6. Peningkatan Konsumsi dan Akselerasi Ekspor
Dalam pengembangan hortikultura, berbagai upaya peningkatan produksi dan mutu hortikultura perlu diikuti oleh upaya peningkatan konsumsi, yang merupakan kesatuan dengan aspek produksi dan distribusi (produksi tidak dapat menaikkan tanpa peningkatan konsumsi).

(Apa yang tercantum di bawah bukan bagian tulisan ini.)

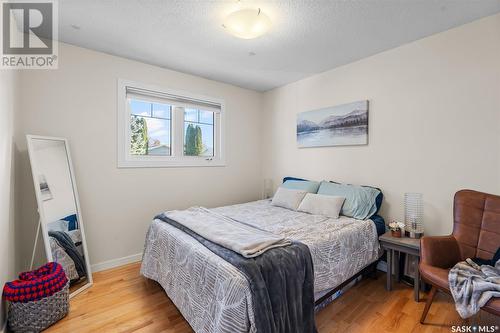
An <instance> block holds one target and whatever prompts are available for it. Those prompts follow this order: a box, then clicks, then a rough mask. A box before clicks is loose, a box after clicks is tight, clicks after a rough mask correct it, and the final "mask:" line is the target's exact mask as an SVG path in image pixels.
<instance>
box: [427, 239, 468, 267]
mask: <svg viewBox="0 0 500 333" xmlns="http://www.w3.org/2000/svg"><path fill="white" fill-rule="evenodd" d="M420 261H421V262H423V263H424V264H427V265H431V266H435V267H439V268H450V267H453V266H454V265H455V264H456V263H457V262H459V261H460V248H459V247H458V243H457V240H456V239H455V237H453V235H450V236H424V237H422V238H421V239H420Z"/></svg>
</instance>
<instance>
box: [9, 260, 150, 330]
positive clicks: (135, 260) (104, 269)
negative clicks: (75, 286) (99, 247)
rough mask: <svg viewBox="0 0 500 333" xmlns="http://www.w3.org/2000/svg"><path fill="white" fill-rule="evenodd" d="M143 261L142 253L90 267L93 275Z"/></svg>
mask: <svg viewBox="0 0 500 333" xmlns="http://www.w3.org/2000/svg"><path fill="white" fill-rule="evenodd" d="M141 259H142V252H141V253H137V254H133V255H130V256H126V257H122V258H117V259H111V260H106V261H103V262H100V263H97V264H93V265H90V267H91V269H92V273H95V272H100V271H104V270H106V269H110V268H115V267H118V266H123V265H126V264H130V263H133V262H138V261H141ZM2 333H3V332H2Z"/></svg>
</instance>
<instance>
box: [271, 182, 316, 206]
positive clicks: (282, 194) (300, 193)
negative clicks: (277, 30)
mask: <svg viewBox="0 0 500 333" xmlns="http://www.w3.org/2000/svg"><path fill="white" fill-rule="evenodd" d="M306 194H307V192H306V191H299V190H290V189H288V188H284V187H279V188H278V190H277V191H276V193H275V194H274V197H273V201H272V202H271V204H272V205H274V206H278V207H283V208H288V209H292V210H297V208H298V207H299V205H300V203H301V202H302V199H304V197H305V195H306Z"/></svg>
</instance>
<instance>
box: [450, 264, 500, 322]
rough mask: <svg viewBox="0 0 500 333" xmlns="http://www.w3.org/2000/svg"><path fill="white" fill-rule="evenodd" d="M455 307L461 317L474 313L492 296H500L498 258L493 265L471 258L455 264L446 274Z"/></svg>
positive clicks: (487, 301) (492, 296)
mask: <svg viewBox="0 0 500 333" xmlns="http://www.w3.org/2000/svg"><path fill="white" fill-rule="evenodd" d="M448 282H449V284H450V291H451V295H452V296H453V299H454V300H455V307H456V309H457V312H458V314H460V316H461V317H462V318H464V319H465V318H469V317H471V316H473V315H475V314H476V313H477V312H478V311H479V310H480V308H481V307H482V306H484V305H485V304H486V303H487V302H488V301H489V300H490V298H492V297H500V260H498V261H497V262H496V264H495V267H493V266H489V265H481V266H479V265H477V264H475V263H474V262H473V261H472V260H470V259H467V261H462V262H459V263H458V264H456V265H455V266H454V267H453V268H452V269H451V270H450V273H449V274H448Z"/></svg>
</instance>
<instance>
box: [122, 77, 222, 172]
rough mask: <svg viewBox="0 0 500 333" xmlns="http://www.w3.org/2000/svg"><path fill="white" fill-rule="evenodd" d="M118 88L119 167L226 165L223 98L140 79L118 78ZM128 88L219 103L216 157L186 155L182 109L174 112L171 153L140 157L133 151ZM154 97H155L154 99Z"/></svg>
mask: <svg viewBox="0 0 500 333" xmlns="http://www.w3.org/2000/svg"><path fill="white" fill-rule="evenodd" d="M117 86H118V91H117V120H118V122H117V153H118V154H117V155H118V156H117V157H118V158H117V166H118V168H167V167H214V166H225V165H226V160H225V143H224V132H225V116H226V110H225V102H224V100H223V99H219V98H213V97H208V96H202V95H197V94H193V93H190V92H186V91H179V90H172V89H168V88H164V87H158V86H154V85H149V84H143V83H139V82H134V81H129V80H124V79H118V85H117ZM127 87H132V88H135V89H141V90H145V91H151V92H156V93H160V94H167V95H171V96H178V97H181V98H184V99H189V100H198V101H203V102H209V103H212V104H217V105H220V111H218V112H214V156H213V157H206V156H184V117H180V116H179V114H180V113H181V112H180V111H175V109H176V106H175V105H174V106H173V107H172V112H171V119H170V122H171V132H170V133H171V139H170V153H171V155H170V156H151V155H147V156H138V155H131V154H130V108H129V104H128V103H127ZM151 100H154V97H152V98H151Z"/></svg>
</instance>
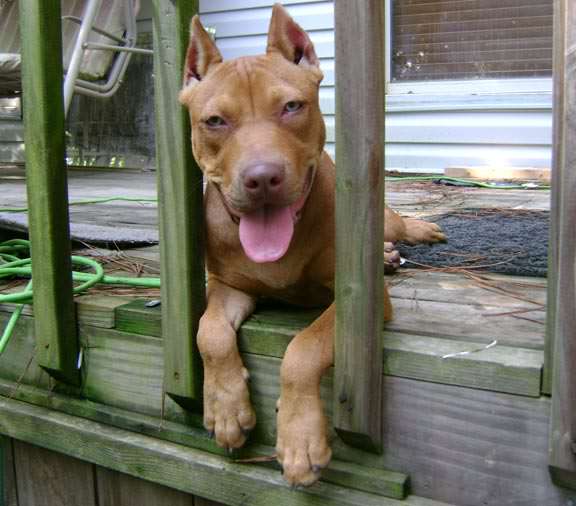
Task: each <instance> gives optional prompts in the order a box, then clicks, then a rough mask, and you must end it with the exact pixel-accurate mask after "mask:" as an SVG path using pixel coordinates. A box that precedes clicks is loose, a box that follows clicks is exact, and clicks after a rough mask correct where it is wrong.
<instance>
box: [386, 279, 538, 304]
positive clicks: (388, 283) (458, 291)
mask: <svg viewBox="0 0 576 506" xmlns="http://www.w3.org/2000/svg"><path fill="white" fill-rule="evenodd" d="M482 277H483V278H485V279H486V284H482V285H481V284H479V283H478V282H476V281H474V280H473V279H471V278H469V277H468V276H465V275H463V274H457V273H443V272H426V271H422V270H417V269H401V270H400V271H399V272H398V273H396V274H395V275H394V276H389V277H388V278H387V281H388V285H389V288H390V294H391V295H392V298H396V299H411V300H426V301H431V302H450V303H456V304H472V305H484V306H499V307H500V308H506V309H502V312H504V311H506V310H508V308H509V310H512V309H522V308H528V309H530V308H538V307H540V306H541V307H542V308H543V306H544V305H545V304H546V279H540V278H526V277H520V276H505V275H490V274H482Z"/></svg>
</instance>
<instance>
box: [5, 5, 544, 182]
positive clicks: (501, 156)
mask: <svg viewBox="0 0 576 506" xmlns="http://www.w3.org/2000/svg"><path fill="white" fill-rule="evenodd" d="M150 3H151V2H150V0H142V10H141V13H140V16H139V22H138V29H139V33H140V34H141V40H142V41H145V42H148V41H149V33H150V32H151V29H152V22H151V7H150ZM273 3H274V2H273V0H200V12H201V17H202V20H203V22H204V23H205V24H206V25H207V26H211V27H214V28H215V29H216V39H217V44H218V46H219V48H220V50H221V52H222V54H223V55H224V57H225V58H233V57H236V56H241V55H249V54H259V53H262V52H263V50H264V48H265V45H266V33H267V30H268V23H269V19H270V10H271V6H272V4H273ZM283 3H284V4H285V5H286V7H287V8H288V10H289V11H290V13H291V14H292V15H293V16H294V18H295V19H296V20H297V21H298V22H299V23H300V24H301V25H302V26H303V27H304V28H305V29H306V30H307V31H308V32H309V34H310V36H311V38H312V40H313V42H314V44H315V47H316V52H317V54H318V56H319V57H320V64H321V67H322V70H323V71H324V76H325V77H324V81H323V82H322V88H321V91H320V99H321V107H322V111H323V112H324V116H325V119H326V125H327V150H328V151H329V152H330V153H331V154H332V155H333V154H334V19H333V2H332V0H284V2H283ZM142 45H147V44H146V43H144V44H142ZM142 83H144V86H143V85H142ZM152 86H153V81H152V59H151V58H149V57H142V56H135V57H134V58H133V60H132V63H131V65H130V66H129V69H128V73H127V76H126V80H125V84H124V86H122V87H121V89H120V90H119V92H118V94H117V95H116V96H115V97H113V98H112V99H109V100H100V99H94V98H90V97H79V96H77V97H75V99H74V104H73V107H72V110H71V113H70V116H69V132H70V138H69V145H70V150H69V152H70V155H71V156H72V158H73V159H74V160H72V161H73V162H74V163H80V164H82V163H85V162H87V163H96V164H102V165H110V164H111V165H115V164H116V162H115V160H121V161H122V164H124V165H128V166H145V167H153V166H154V141H153V128H154V111H153V94H152ZM449 86H450V83H442V84H441V85H436V86H433V87H430V90H431V91H430V93H426V94H420V95H417V94H412V93H404V94H395V93H394V87H393V86H391V87H390V92H391V94H390V95H389V96H388V98H387V104H386V110H387V113H386V147H385V157H386V167H387V168H388V169H390V170H401V171H415V172H441V171H442V170H443V169H444V168H445V167H448V166H462V165H494V164H496V165H498V164H500V165H513V166H524V167H525V166H530V167H538V168H541V167H550V164H551V136H552V97H551V92H550V90H548V91H545V92H542V93H533V92H530V90H528V91H527V92H526V91H525V92H523V93H509V94H497V93H494V91H493V90H491V89H490V87H488V88H485V91H484V93H483V94H482V95H478V94H473V93H468V94H463V93H460V94H457V95H451V94H450V92H449V89H448V87H449ZM433 88H434V89H433ZM421 89H425V88H421ZM509 89H511V90H512V91H513V90H514V89H513V87H512V88H510V87H509ZM0 126H9V125H6V122H2V125H0ZM2 131H3V133H2V134H0V153H1V152H2V147H3V146H5V147H6V146H7V148H6V149H5V151H6V152H8V151H9V154H10V156H12V155H13V153H14V142H17V143H20V144H18V145H19V146H21V129H16V130H15V132H11V131H9V129H7V128H2ZM15 134H17V135H19V136H20V137H18V139H13V138H12V137H13V135H15ZM7 142H9V143H10V144H6V143H7ZM8 148H9V149H8ZM20 151H21V150H20ZM10 156H8V158H7V157H6V156H0V159H4V160H6V159H10ZM18 156H21V154H20V155H18Z"/></svg>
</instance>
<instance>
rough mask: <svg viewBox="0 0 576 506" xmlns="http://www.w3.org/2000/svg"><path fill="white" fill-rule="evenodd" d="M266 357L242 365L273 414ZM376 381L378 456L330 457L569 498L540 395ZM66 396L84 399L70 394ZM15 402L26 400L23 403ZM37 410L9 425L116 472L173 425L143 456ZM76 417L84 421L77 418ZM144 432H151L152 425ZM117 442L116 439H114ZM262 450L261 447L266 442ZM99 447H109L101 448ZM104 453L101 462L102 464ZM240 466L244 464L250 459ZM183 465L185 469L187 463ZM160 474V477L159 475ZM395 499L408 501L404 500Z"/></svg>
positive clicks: (498, 501)
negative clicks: (379, 453)
mask: <svg viewBox="0 0 576 506" xmlns="http://www.w3.org/2000/svg"><path fill="white" fill-rule="evenodd" d="M268 361H269V362H270V364H269V367H267V369H262V368H256V369H255V368H254V367H253V365H252V364H249V365H250V366H251V370H252V372H253V374H252V377H253V383H256V384H258V385H259V386H260V393H259V394H258V395H254V396H253V398H254V399H255V403H256V405H257V410H258V414H259V415H261V413H267V414H268V417H269V418H273V416H274V405H275V401H276V399H277V396H278V384H277V379H276V384H272V379H274V378H277V375H278V369H279V366H280V361H279V360H274V359H268ZM327 379H328V380H330V378H327ZM324 386H325V385H324ZM386 386H387V392H386V404H385V410H386V414H387V424H386V426H385V432H384V435H385V445H386V446H385V448H386V452H385V453H384V455H382V456H377V455H370V454H367V453H366V452H362V451H359V450H355V449H352V448H350V447H349V446H347V445H342V444H340V443H338V442H337V441H336V442H334V448H335V453H336V456H337V457H338V458H345V460H346V461H351V462H355V463H357V464H359V465H361V466H363V467H366V466H368V467H371V468H375V469H378V468H380V469H382V468H389V469H396V470H401V471H403V472H404V473H409V474H410V475H411V482H412V491H413V493H415V494H420V495H426V496H428V497H434V498H435V499H436V500H444V501H445V502H447V503H451V504H455V505H458V506H478V505H479V504H486V505H487V506H542V505H544V504H545V505H546V506H567V505H568V504H569V502H568V500H569V498H570V497H571V496H570V495H569V494H568V495H567V494H564V493H563V492H562V491H561V490H559V489H557V488H556V487H554V485H553V484H552V483H551V480H550V478H549V476H548V470H547V446H548V437H547V431H548V411H549V407H550V403H549V401H548V400H546V399H531V398H527V397H524V398H523V397H518V396H514V395H506V394H494V393H491V392H481V391H475V390H472V389H468V388H458V387H451V386H444V385H434V384H427V383H424V382H420V381H414V380H407V379H400V378H389V379H388V380H387V382H386ZM29 389H30V387H25V388H23V390H29ZM20 391H21V390H19V392H20ZM54 397H58V396H57V395H55V396H54ZM60 397H62V396H60ZM329 397H330V395H329V394H328V398H329ZM39 398H40V399H41V400H43V401H46V400H49V399H48V398H47V396H45V395H39ZM29 400H30V401H32V399H29ZM69 401H70V402H85V401H80V400H78V401H77V400H74V399H69ZM23 406H25V407H30V405H29V404H23ZM0 408H1V409H0V432H3V433H6V427H7V426H6V422H5V419H6V418H7V417H8V418H9V417H10V416H11V415H10V414H9V410H6V406H5V405H4V404H3V402H0ZM112 411H116V412H117V411H118V410H111V412H112ZM46 413H47V414H46V417H44V416H42V417H41V418H40V419H38V418H37V417H36V415H37V414H38V412H37V411H34V413H32V412H27V414H26V415H25V416H24V417H23V419H22V420H21V422H20V419H18V420H17V421H16V423H15V424H14V426H13V429H11V430H14V431H18V430H22V431H23V432H22V433H25V434H26V436H25V437H26V438H29V437H33V438H37V439H38V440H43V441H44V443H42V444H57V445H61V447H62V449H63V451H74V452H76V451H80V452H83V454H85V455H86V456H85V457H84V458H92V457H88V455H89V454H92V453H95V454H97V455H99V458H101V459H102V462H101V465H107V466H109V467H110V466H112V467H115V468H116V469H117V470H119V471H122V472H126V471H125V468H123V469H118V468H117V467H116V464H117V463H118V462H122V463H124V464H123V465H125V466H133V467H135V468H137V469H136V470H137V471H138V472H142V469H150V468H151V467H152V466H153V464H152V462H153V461H154V459H155V458H156V457H155V456H154V452H155V450H156V449H157V448H158V446H159V445H161V444H162V443H161V442H160V441H158V439H157V438H158V437H166V435H167V434H168V433H169V430H168V429H170V427H174V426H175V425H174V424H171V423H165V424H163V425H162V426H159V425H157V427H158V432H157V436H156V437H152V438H146V440H147V441H148V440H149V441H151V442H153V444H151V445H150V449H151V450H152V452H151V454H149V455H148V457H145V454H144V453H142V454H140V455H139V456H137V457H136V456H131V457H128V456H127V455H126V454H125V453H123V450H122V448H120V449H118V448H117V445H116V444H115V443H113V442H112V441H102V440H100V439H98V441H97V442H94V441H93V440H92V439H91V436H86V438H87V439H84V438H83V439H82V440H81V442H78V439H77V437H76V436H75V435H74V434H75V431H74V430H70V431H68V429H66V431H68V432H69V433H70V434H71V435H69V436H67V435H66V431H65V432H64V433H63V434H58V435H57V439H54V437H52V434H53V433H54V430H53V429H50V430H49V431H48V432H49V433H50V434H51V437H48V438H47V437H46V436H45V434H46V431H45V430H44V429H43V428H42V427H43V425H44V423H45V422H46V421H47V420H46V419H49V420H51V421H57V420H61V415H59V414H58V413H57V412H55V411H53V410H52V411H51V412H50V411H47V412H46ZM48 413H51V414H49V415H48ZM76 420H78V421H79V423H84V422H81V421H80V419H76ZM110 420H113V418H110ZM263 423H266V420H265V418H264V417H263V416H260V417H259V424H263ZM180 427H181V429H180V431H181V432H180V436H178V435H177V432H173V433H172V435H169V437H181V438H185V437H186V433H187V432H186V430H185V427H184V426H182V425H181V426H180ZM107 429H108V428H107V427H106V426H105V425H99V424H96V427H95V426H92V425H90V426H86V430H87V431H93V432H94V436H95V437H96V438H100V436H101V435H102V434H103V433H106V431H107ZM182 429H184V430H182ZM134 430H136V431H137V430H139V429H138V428H137V425H134V426H133V428H132V429H131V434H132V436H130V437H128V436H127V434H128V433H124V434H125V436H124V443H126V442H128V443H131V442H132V443H133V442H134V441H139V436H138V435H137V434H136V433H134ZM150 434H151V435H154V433H153V431H151V432H150ZM23 437H24V436H23ZM272 440H273V438H272ZM124 443H122V442H120V443H119V444H120V446H122V445H123V444H124ZM111 448H114V451H112V452H110V451H109V450H107V449H111ZM270 450H271V449H268V452H270ZM142 451H143V450H142ZM108 453H110V455H108V457H107V456H106V454H108ZM268 454H269V453H268ZM158 458H159V459H160V460H156V461H155V462H156V464H155V465H156V467H158V462H164V460H163V457H158ZM104 461H107V462H108V463H107V464H104ZM227 462H229V460H228V459H227V458H226V459H224V460H223V461H221V464H220V466H221V467H220V469H222V470H226V469H229V468H228V467H227V465H228V464H227ZM112 464H114V465H112ZM171 466H172V464H171V463H168V470H167V471H170V470H171ZM249 467H250V468H251V469H252V466H249ZM235 469H237V468H235ZM188 471H189V472H190V473H192V474H193V472H192V471H191V470H189V469H188ZM150 472H152V471H150ZM276 472H277V471H276ZM159 473H162V474H156V480H163V479H164V474H163V473H164V470H160V471H159ZM178 473H179V474H178V476H175V477H174V481H176V480H178V479H180V480H182V481H181V483H182V484H186V483H188V481H187V480H188V477H186V478H182V475H181V474H180V471H179V472H178ZM184 474H186V473H184ZM278 475H279V473H278ZM139 476H141V475H139ZM203 477H204V478H205V479H209V480H212V481H211V483H212V484H213V483H214V480H216V481H217V482H218V484H219V487H221V488H226V487H227V486H228V483H227V482H222V481H221V480H220V478H219V475H218V474H217V473H216V472H215V471H214V472H213V475H212V477H211V478H207V477H206V476H203ZM152 479H154V478H152ZM162 483H164V484H166V485H169V483H166V482H164V481H162ZM279 483H281V482H279ZM213 488H214V487H213ZM190 492H192V490H190ZM196 492H197V493H198V494H199V495H202V496H207V497H209V498H212V499H217V498H215V497H214V495H212V494H205V493H202V492H200V490H196ZM219 493H222V492H219ZM269 499H270V498H269ZM572 499H576V496H574V495H572ZM217 500H219V501H220V502H223V503H226V504H238V503H228V502H227V501H226V500H223V499H217ZM270 500H271V501H272V500H273V499H270ZM247 504H251V505H252V504H253V503H251V502H248V503H247ZM263 504H264V503H263ZM270 504H271V503H270ZM279 504H283V503H279ZM297 504H299V503H297ZM304 504H308V503H304ZM311 504H316V503H314V502H311ZM358 504H364V503H362V502H359V503H358ZM368 504H369V503H368ZM382 504H388V503H386V502H383V503H382ZM392 504H396V503H392ZM399 504H411V502H410V501H407V502H406V503H399Z"/></svg>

Konsumsi buah dan sayuran di Indonesia saat ini masih relatif rendah bila dibandingkan dengan rekomendasi FAO sebesar 65 kg/kapita/tahun. Pada saat ini konsumsi sayuran per kapita di Indonesia sebesar 35,30 kg/kapita/tahun, sedangkan untuk buah-buahan sebanyak 31,56 kg/kapita/tahun. Peningkatan konsumsi di dalam negeri ditempuh melalui berbagai upaya, antara lain dengan upaya pemasyarakatan peningkatan konsumsi sayuran buah-buahan dalam bentuk promosi, kampanye, gerakan dan sosialisasi dengan bekerjasama dengan instansi terkait, khususnya Departemen Pendidikan Nasional (Sekolah Dasar), Departemen Dalam Negeri (PKK), Dharma wanita, Departemen Kesehatan (Ahli Gizi).

Untuk peningkatan ekspor hortikultura ditempuh melalui upaya-upaya sebagai berikut : :
a. Peningkatan mutu produk sesuai dengan persyaratan importir.
b. Pemenuhan persyaratan perkarantinaan (Sanitary and Phytosanitary = SPS) sesuai dengan ISPM yang ada dan CITES (Kehutanan).
c. Inisiasi protokol ekspor hortikultura
d. Penyediaan dan fasilitasi informasi pasar internasional
e. Penguatan jejaring kerja stakeholders hortikultura (lintas sektor dan para pelaku usaha)
f. Pengembangan kawasan gerbang ekspor.